Access to top-tier universities and the large talent pool paid in Canadian dollars at lower comparable salaries than their American counterparts have been particularly enticing, he added.
Brent Holliday, CEO of Vancouver-based Garibaldi Capital Advisors Ltd., said the local tech sector had been held back to a certain degree in years past owing to the lack of available talent in the city.
“Getting big financings in companies like Hootsuite [Inc.], BuildDirect [.com Technologies Inc.], etc., 10 years ago helped fuel a broader talent pool we have,” he told BIV in May.
Meanwhile, Visier boasts having processed 12 million employee records, while also recently passing the 8,000-customer mark. Adobe Inc. (Nasdaq:ADBE), Uber Technologies Inc. (NYSE:UBER) and Electronic Arts Inc. (Nasdaq:EA) are all among Visier's customers.
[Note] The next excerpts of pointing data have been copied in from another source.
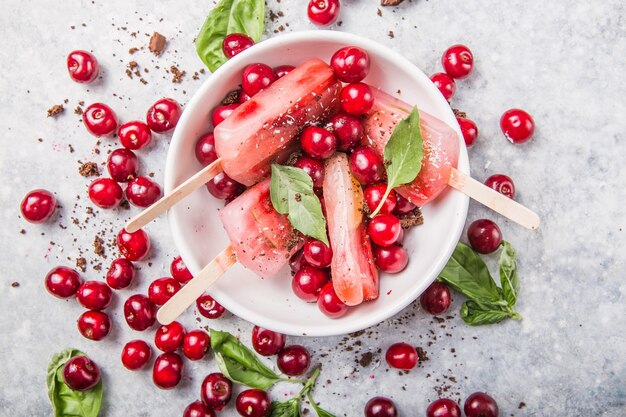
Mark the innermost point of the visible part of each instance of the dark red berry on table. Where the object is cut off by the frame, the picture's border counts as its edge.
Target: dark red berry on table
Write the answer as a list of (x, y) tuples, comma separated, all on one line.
[(253, 403), (169, 337), (401, 356), (480, 404), (347, 129), (458, 61), (235, 43), (329, 303), (380, 407), (82, 66), (256, 77), (136, 354), (94, 295), (293, 360), (468, 129), (443, 407), (38, 206), (436, 299), (81, 373), (196, 344), (517, 125), (356, 99), (209, 308), (162, 289), (323, 12), (139, 312), (62, 282), (205, 149), (366, 165), (133, 246), (163, 115), (444, 83), (484, 236), (267, 342), (122, 165), (167, 370), (94, 325), (392, 259), (100, 119), (105, 193), (142, 192), (308, 282), (216, 391)]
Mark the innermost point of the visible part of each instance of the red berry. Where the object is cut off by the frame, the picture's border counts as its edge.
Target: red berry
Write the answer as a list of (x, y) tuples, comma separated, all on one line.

Weisbeck said the past year-plus has seen major shakeups for businesses that have been tapping workplace analytics tools. Companies have had to navigate the rapid adoption of remote working as well as face pressure from employees urging better diversity and inclusion practices amid the Black Lives Matter movement.
“We've suddenly gone from something where we were very important to the organization to [where] we were absolutely mission critical because of these issues that have now become board-level discussions,” he said.
“The long tail of that will continue as people get more and more passionate now as we think about return to work. Are we going back offices? Are we staying remote? Are we living in a hybrid world?”
Many experts are also predicting a significant amount of turnover in the coming months as the economy reopens and people feel more certain about job prospects or else have reconsidered their own career goals during the pandemic.
“So these are ongoing issues we're going to have to help people with,” Weisbeck said.
Visier’s Series E funding round was led by Goldman Sachs Asset Management with participation from Sorenson Capital, Foundation Capital, Summit Partners, and Adams Street Partners.
The latest raise brings its total funding to US$219.5 million.